Der Park war nicht wie die anderen ein Tropischer Regenwald, er war sehr trocken und die Flora war nicht so dicht wie in den anderen Parks.

 

Nachdem wir zu einem tollen Aussichtspunkt gegangen sind, ging es dann zur Höhle. (Das Highlight hier im Park) vor der Höhle bekamen wir dann eine Kletterausrüstung mit Gurt und Helm. Anschließend ging es einzeln eine 17m lange Leiter in ein relativ kleines dunkles Loch.

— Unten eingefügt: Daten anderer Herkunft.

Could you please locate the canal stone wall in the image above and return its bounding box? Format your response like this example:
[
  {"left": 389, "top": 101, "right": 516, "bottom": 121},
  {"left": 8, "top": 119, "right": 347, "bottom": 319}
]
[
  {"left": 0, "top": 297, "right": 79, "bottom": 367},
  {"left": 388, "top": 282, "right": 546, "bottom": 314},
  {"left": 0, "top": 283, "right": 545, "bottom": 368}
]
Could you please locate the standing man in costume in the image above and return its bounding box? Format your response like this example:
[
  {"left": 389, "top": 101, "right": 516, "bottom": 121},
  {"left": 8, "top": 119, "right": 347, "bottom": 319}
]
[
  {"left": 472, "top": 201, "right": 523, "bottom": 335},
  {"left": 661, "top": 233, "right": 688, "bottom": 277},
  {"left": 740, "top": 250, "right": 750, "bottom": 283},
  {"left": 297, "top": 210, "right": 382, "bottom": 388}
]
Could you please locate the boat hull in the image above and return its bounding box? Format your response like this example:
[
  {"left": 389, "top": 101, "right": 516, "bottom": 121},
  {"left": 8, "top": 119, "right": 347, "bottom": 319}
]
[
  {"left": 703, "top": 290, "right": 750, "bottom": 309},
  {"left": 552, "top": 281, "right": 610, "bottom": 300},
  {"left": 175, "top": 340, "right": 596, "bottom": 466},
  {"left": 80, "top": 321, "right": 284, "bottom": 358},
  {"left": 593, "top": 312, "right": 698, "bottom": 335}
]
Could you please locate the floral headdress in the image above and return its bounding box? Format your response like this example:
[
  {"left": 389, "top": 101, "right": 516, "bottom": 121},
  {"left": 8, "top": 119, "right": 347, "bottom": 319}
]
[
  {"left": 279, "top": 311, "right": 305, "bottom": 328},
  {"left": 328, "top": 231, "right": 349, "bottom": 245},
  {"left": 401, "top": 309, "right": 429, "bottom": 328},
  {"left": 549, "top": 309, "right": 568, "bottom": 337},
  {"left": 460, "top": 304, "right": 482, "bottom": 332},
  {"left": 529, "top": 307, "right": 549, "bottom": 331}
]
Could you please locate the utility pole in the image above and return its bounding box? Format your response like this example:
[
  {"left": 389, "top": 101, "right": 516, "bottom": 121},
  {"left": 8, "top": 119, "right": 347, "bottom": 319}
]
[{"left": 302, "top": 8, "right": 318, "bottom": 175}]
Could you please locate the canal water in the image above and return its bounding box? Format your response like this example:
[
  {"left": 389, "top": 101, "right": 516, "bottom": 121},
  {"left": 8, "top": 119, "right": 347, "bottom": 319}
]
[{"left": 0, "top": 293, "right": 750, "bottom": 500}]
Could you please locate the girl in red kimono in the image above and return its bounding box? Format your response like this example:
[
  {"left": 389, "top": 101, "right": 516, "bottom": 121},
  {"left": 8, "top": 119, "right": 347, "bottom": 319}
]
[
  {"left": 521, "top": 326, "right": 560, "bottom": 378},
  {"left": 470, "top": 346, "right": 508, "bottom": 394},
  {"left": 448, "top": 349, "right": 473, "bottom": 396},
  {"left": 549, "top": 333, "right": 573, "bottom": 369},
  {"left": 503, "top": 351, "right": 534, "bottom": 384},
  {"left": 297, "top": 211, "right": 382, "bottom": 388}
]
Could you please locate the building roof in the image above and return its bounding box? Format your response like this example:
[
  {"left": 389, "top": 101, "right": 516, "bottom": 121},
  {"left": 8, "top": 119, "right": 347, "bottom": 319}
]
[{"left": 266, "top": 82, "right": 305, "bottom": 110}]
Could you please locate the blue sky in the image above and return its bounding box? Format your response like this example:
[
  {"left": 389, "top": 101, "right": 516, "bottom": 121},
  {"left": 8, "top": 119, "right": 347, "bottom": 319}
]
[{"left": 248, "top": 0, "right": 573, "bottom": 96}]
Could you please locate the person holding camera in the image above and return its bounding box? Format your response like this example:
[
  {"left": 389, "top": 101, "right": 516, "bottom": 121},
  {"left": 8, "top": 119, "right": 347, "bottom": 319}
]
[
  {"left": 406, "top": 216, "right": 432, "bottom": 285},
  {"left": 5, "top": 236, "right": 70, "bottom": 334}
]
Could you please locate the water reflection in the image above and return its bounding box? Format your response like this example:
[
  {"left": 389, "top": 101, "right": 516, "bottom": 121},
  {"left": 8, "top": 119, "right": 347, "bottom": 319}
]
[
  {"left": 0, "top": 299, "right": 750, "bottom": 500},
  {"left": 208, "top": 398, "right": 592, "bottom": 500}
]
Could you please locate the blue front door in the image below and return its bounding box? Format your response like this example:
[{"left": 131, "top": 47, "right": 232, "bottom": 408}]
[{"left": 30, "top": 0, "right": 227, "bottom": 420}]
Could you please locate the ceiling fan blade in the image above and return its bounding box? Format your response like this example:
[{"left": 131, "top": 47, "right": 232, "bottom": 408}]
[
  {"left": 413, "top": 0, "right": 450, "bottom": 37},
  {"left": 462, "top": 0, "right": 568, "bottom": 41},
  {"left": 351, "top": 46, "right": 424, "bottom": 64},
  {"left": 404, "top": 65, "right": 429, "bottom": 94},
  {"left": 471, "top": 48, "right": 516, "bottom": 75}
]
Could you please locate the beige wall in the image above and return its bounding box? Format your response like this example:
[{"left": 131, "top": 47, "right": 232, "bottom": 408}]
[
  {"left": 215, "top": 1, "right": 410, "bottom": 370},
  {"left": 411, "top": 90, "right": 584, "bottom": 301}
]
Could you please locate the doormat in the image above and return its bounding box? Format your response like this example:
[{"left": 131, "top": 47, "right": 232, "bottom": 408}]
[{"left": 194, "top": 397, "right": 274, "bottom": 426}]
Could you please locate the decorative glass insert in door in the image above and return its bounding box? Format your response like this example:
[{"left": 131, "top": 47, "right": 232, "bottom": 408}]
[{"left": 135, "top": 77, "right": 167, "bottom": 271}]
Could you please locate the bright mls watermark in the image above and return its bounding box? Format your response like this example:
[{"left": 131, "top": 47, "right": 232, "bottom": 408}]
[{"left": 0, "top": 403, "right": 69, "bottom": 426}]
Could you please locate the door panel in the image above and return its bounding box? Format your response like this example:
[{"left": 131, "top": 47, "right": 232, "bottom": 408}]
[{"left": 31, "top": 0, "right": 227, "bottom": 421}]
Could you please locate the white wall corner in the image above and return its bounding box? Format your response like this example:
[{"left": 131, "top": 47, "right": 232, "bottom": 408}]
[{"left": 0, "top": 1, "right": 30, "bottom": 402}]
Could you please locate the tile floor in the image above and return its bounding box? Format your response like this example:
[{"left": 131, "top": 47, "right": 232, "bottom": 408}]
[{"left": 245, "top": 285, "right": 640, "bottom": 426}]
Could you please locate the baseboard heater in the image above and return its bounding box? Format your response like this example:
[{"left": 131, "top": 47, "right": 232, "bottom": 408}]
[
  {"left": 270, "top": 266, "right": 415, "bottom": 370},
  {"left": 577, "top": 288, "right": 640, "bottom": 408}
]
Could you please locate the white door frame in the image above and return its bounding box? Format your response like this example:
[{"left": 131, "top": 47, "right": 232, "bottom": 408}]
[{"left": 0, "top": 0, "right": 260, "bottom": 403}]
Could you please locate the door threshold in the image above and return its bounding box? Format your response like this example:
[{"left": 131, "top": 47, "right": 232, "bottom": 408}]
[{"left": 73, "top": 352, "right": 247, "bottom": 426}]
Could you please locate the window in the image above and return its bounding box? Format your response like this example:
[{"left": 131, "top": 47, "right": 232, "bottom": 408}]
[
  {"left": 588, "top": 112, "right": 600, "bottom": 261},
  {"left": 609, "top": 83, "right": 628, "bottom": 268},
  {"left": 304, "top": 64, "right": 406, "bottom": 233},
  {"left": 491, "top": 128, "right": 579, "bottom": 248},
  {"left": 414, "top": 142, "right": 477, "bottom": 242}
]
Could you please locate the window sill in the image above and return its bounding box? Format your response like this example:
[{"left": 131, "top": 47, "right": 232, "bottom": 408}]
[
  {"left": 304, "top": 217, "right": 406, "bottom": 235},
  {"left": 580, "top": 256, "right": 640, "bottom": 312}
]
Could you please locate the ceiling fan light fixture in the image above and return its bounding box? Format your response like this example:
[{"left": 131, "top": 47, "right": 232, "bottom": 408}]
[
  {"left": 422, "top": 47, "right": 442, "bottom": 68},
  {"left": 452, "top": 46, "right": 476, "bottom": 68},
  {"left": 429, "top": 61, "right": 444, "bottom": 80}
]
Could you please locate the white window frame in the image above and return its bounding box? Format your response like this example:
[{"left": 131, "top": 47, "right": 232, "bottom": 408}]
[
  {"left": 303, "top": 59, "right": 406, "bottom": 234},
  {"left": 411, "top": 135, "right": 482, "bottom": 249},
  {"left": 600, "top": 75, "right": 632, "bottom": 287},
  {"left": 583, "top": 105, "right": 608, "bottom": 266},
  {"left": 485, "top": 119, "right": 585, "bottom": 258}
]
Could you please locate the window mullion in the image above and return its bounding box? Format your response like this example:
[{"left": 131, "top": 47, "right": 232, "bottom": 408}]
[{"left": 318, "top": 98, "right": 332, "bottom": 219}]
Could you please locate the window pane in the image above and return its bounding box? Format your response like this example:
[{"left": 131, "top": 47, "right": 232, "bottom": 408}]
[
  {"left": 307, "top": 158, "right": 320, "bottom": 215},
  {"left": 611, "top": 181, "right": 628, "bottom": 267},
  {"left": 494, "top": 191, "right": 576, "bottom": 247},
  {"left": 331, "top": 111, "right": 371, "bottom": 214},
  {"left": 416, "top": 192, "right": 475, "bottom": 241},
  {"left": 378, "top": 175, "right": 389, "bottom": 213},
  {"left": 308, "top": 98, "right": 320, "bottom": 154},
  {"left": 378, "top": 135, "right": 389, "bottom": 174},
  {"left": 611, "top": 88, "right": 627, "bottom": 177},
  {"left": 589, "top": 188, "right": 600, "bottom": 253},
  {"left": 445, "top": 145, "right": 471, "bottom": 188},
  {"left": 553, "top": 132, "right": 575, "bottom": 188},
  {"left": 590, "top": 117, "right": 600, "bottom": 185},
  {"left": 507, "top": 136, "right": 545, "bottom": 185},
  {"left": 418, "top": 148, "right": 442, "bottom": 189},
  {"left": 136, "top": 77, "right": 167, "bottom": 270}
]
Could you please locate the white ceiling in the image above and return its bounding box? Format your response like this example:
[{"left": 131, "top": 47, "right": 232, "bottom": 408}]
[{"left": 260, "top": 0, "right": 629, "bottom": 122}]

Ich weiß nicht ob jemand schon mal eine 17m lange Leiter herunter gegangen ist. Es ist sehr anstrengend und geht ganz schön auf die Arme. Damit wir die Leiter nicht runterfallen können wurden wir angeseilt. Unten angekommen konnten wir einen riesigen Raum betrachten.

Wirklich wunderschön. Zu unserem Glück kamen noch zwei weitere Personen zu unserer Gruppe kurz vor der Höhle. Die eine kam aus Bayern und ihr Freund war Tourguide in einem anderen Nationalpark. Er hat uns dann immer alles auf englisch übersetzt was der andere Guide gesagt hat. Wir gingen dann immer tiefer in die Höhle und sahen sehr viele und schöne, in allen Formen vorkommende Stalaktiten und Stalakmiten.

Es ging eine weitere Leiter hinunter, diesmal durch ein noch kleineres Loch. Es bildete sich ein kleinerer Raum. Dann sagte der Guide, dass wir uns alle irgendwo anlehnen oder hinsetzen sollten. „Ich wusste erst gar nicht warum“. Dann sollten wir alle unsere Stirnlampen ausmachen. Ein bisschen gruselig. Auf einmal saßen wir in einer Höhle komplett dunkel. Man konnte nichts sehen. Es war Totenstille. Nur ab und zu hörte man ein paar Tropfen. Ich glaube ich war nie zuvor an so einem ruhigen Ort. Nach einigen Minuten machten wir unsere Lampen wieder an und begannen den Rückweg.
Es hieß die 17m lange Leiter wieder nach oben zu klettern. Den Anfang machte der Tico. Auf halber Strecke schrie er auf und begann hastig die Leiter wieder nach unten zu klettern. Es hatte sich eine Schlange die Leiter als Kletterhilfe zu nutze gemacht. Also wir hätten uns auch mega erschreckt. Der Guide ging die Leiter nach oben. Er verscheuchte die Schlange und sagte, dass sie nicht gefährlich sei. Mit einem leicht mulmigen Gefühl gingen wir dann alle die Leiter nach oben. Auf dem Rückweg sahen wir noch eine Familie Nasenbären.
Es ging ein anstrengender aber sehr schöner Tag zu Ende.